Michael slowly released her grip. “Then watch your tongue or I’ll cut it out,” she said, shoving her.
“Enough!” Roland said, gathering himself. “And yes, I was
listening. I want to hear it again. You’re sure the virus was in that vessel?”
“I have no doubt. Releasing it was his great obsession. The vial is marked with an ‘R’ and the virus is called Reaper. Do you need more?”
“And your claim is that this Reaper is carried on the air.”
“It’s no claim. Every Dark Blood who set foot in this place is infected and has taken the virus into the city.”
“Infected. As are we,” Roland said with a glower.
She hesitated.
“Yes. As are your Rippers outside. The virus has a three-day latency, after which every Dark Blood and Immortal breathing today will become deathly ill and die. By coming here, you have executed your own death sentence. I tried to warn you.”
“Does it matter?” he said, sweeping his arm wide. “The damage was done before we came.”
“By Rom,” Michael said. “If everything you say is true, he betrayed all of us.”
“Betrayed you? He
fought
for you!” She shoved a finger toward the exit tunnel. “He could have destroyed all of our enemies without raising a single blade! Instead he went to Feyn, knowing the danger, to save you. If you would have listened to me when I first arrived, we might have reached Rom before Feyn wrung it out of him. This falls on
your
head, not Rom’s.”
“Reached Rom how?” she shot back. “Your memory failed you, remember?”
Jordin drilled Roland with a glare. “I was
delayed
. One day might have made all the difference.”
“By your own stubbornness!” Michael said.
Roland lifted his hand to silence them.
“What happened no longer matters. Only the preservation of our kind.”
“Who are no longer Immortal,” Jordin said.
“Enough!”
The room echoed with his roar.
“Tell me what else you know.”
She turned her exchanges with Rom and Mattius over in her head.
“We have to assume that Rom is Dark Blood and will soon be infected as well.”
“And? How do we stop this virus?”
She gave a faint shake of her head. “There is no way. It will infect the world. All Dark Bloods and Immortals will die. Corpses will come down with a common cold and Sovereigns will probably lose their emotions. The damage is done.”
He stared at her.
She drew a slow breath, not knowing if what she said next might get her killed for the mere suggestion. “There is one way to live. Convert using my blood. Only Jonathan’s blood can save you. It seems that we’ve come full circle.”
“Never!” His response could not have been put more forcefully.
“Not even if it means
living
?”
“Under the tyranny of fear once again? Never!” He took two strides to his left before spinning back, his face dark. “You forget that we were Nomad before we became Immortal. For five hundred years we rebelled against the Order of fear on principle. I am a prince bound by my own history as much as my blood. Your Sovereignty is nothing but humanity stripped of life. The virus returns us all to Corpse. I will
die
before I put even a single drop of death-tainted blood into my body and so betray the true life Jonathan brought us!”
His words sank into her mind and heart like lead, pressing hope from her bones.
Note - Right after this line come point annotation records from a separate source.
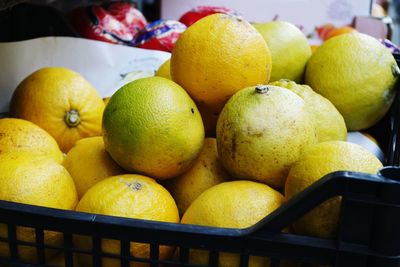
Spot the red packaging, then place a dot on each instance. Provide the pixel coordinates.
(199, 12)
(117, 22)
(159, 35)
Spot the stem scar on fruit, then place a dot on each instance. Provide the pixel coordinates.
(134, 186)
(72, 118)
(262, 89)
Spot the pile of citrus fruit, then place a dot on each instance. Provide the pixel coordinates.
(240, 119)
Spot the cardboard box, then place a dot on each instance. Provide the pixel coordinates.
(306, 14)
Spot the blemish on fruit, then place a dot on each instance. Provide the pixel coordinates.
(262, 89)
(135, 186)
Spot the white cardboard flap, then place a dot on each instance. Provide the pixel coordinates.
(106, 66)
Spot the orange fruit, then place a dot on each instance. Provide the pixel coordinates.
(289, 49)
(23, 135)
(152, 126)
(60, 101)
(88, 163)
(130, 196)
(344, 69)
(217, 56)
(205, 172)
(106, 99)
(314, 48)
(262, 131)
(237, 204)
(319, 160)
(36, 180)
There was far more truth in them than she would have admitted even a week ago.
Mattius, in his shortsightedness, had sentenced the world to a future not of peace…. but of misery.
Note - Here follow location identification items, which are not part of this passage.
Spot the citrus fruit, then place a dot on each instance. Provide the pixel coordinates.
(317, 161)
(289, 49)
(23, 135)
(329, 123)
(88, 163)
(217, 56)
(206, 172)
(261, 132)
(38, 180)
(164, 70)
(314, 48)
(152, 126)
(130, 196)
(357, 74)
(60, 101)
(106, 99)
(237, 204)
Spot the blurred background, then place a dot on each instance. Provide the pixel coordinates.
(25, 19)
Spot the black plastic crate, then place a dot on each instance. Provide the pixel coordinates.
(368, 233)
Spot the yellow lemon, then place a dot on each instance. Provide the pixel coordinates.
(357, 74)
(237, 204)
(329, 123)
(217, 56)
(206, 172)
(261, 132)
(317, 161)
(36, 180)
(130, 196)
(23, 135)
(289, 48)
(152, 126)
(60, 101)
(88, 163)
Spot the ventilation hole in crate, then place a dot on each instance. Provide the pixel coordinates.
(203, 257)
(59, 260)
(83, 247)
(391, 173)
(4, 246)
“I’m the only living Sovereign,” she said. “It’s not certain that I will lose my emotions. But what
is
certain is that if you refuse to take my blood, you and all your people….”
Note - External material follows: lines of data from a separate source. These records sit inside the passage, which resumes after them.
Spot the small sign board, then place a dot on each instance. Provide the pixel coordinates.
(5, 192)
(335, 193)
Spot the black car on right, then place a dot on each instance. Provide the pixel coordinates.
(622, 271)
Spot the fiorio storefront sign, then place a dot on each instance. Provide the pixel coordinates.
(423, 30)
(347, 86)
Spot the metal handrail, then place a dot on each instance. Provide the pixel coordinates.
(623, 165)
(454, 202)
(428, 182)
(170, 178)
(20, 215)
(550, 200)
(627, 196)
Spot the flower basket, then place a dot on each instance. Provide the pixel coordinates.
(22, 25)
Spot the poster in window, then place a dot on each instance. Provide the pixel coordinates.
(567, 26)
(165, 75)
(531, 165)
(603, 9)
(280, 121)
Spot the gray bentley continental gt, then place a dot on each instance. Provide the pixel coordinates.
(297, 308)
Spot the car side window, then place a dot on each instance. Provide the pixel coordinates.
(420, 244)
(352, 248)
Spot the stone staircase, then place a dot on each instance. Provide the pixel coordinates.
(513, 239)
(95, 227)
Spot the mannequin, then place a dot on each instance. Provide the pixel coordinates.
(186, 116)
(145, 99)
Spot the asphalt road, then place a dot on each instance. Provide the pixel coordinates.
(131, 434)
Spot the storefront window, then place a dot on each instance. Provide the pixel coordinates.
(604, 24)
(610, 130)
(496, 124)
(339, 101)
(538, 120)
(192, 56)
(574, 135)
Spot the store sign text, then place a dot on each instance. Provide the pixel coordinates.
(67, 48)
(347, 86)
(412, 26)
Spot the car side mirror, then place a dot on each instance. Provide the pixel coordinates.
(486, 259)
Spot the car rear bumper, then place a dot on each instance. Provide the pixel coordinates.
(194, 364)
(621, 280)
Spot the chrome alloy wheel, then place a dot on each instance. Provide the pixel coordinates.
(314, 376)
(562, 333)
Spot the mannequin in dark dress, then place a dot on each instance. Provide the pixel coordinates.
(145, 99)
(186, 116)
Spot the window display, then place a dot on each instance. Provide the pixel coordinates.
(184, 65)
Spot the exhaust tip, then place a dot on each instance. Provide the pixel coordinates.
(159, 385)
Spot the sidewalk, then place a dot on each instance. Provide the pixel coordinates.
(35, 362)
“Did I not make myself clear? Never!”
Had she expected any other response? Roland would far prefer to die in battle than give an inch to fear or Sovereignty, which he saw as a living death in and of itself. And the example of her own wretched existence had done nothing to convince him otherwise.
Nothing to show him the abundant life Jonathan had promised….
Because she hadn’t found it herself.
She turned away, rubbed her temples with her fingers as if to force cohesive thought through her mind. The door to the council chamber rested closed, as did the door to Mattius’s laboratory. With the world pressing in on her, she couldn’t begin to think of how to properly honor the dead. So many children and elderly…. the thought sickened her. If there was any grace in the situation, it was that they’d died as Sovereigns. And that they had died by sword before fire.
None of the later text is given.